1st – $100, 4 attendees
2nd – $100, 5 attendees
3rd – $200, 10 attendees
4th – $120, 8 attendees
Rolling the dollar amounts up is pretty straightforward – the sum of all four Sundays is $520. The average per week is $520/4 = $130. Even the average donation per attendee works, either at the rollup level or at the individual service. Fact tables are built for accumulating dollar amounts, so this should work all the time.
The headcount attendance metric, on the other hand, is a bit more complex. It is a count distinct at the weekly service level. As such, it is impossible to do analytics and effective rollup on this metric. For example, it may be that you only have 10 distinct people in total for all 4 weeks. On the other hand, you may have 27 distinct attendees, as none of them attended twice. It’s most likely that there is some combination of the two, with some having attended just once, and others having attended multiple times. This is the key problem with a rollup of a count distinct values as a metric. Unless you have the most atomic level of the metric’s data within the grain of the fact, there is no way you can absolutely and with certainty parse out the data and allocate it well enough to discern what the count distinct value would be rolled up to over a period of time (in this case, over the course of a month).

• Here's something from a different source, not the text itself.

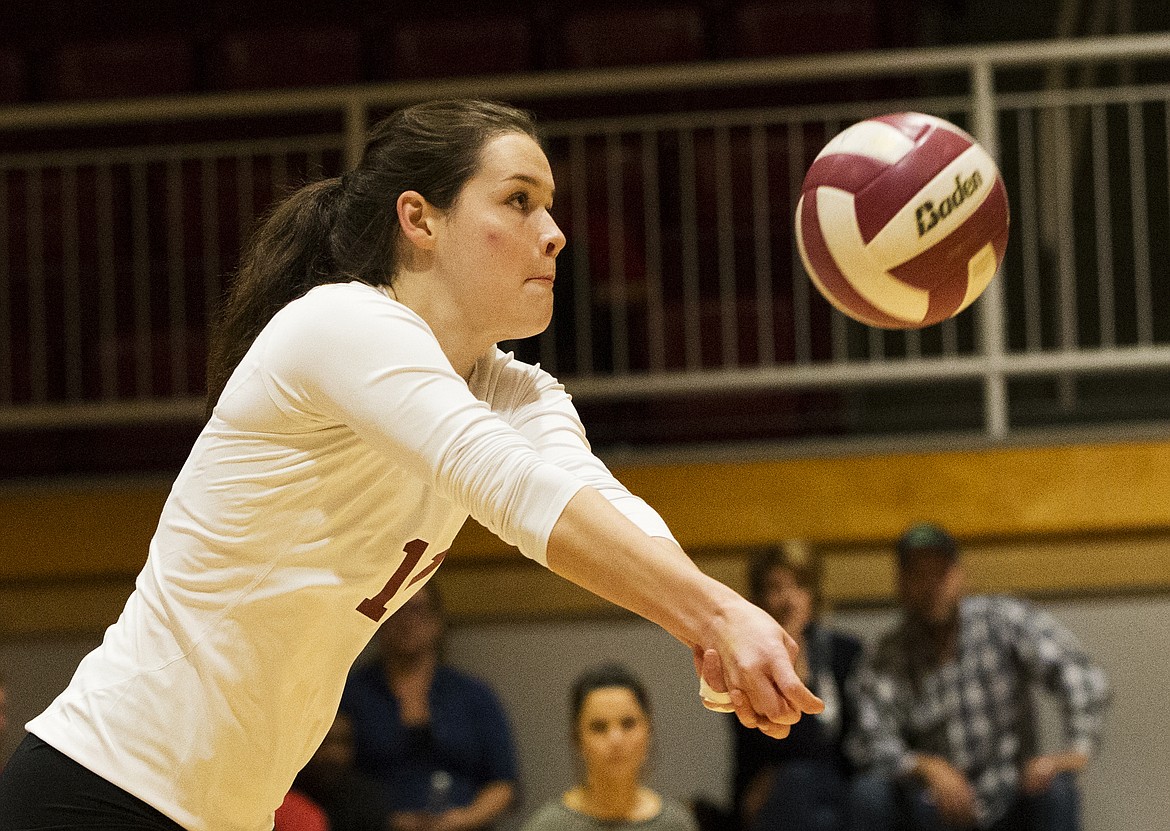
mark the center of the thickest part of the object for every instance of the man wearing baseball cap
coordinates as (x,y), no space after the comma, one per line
(947,728)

This is not a new problem. In the preface to Virginia Soldiers in the Revolution, Hamilton J. Eckenrode discusses this at length. On page 5, he states, “Unfortunately such payments [for militia service] are generally put down as having been made to some officer for himself and his company as a whole…” In other words, when the total payment record for the militia company has been rolled up to the company level, there’s no method by which even today’s data scientist can determine to whom the payments were eventually made. Not only does this prevent knowing the details of the individuals who served (name, rank, etc.), but it also prevents us from knowing how many served – or even for how long that particular tour lasted.
Why is this example relevant today? One of the problems with tracking revolutionary war service was that militia soldiers were shuffled through captains and reorganized with each militia call-up. While the speed of reorganization is far quicker than what you will see in today’s modern corporation, the core question is the same – how are your resources allocated throughout the organization? Just as importantly in today’s world, how do you track this over time? As metrics move into analytics, it is imperative that today’s leaders are able to track changes in employee and team performance as management or team organizations change. For more detailed reading on this, I highly recommend Jac Fitz-Enz’s books, specifically The New HR Analytics. In the meantime, please don’t roll up distinct counts as gospel – if you do, you’ll run the risk of adding 2+2 and getting 5.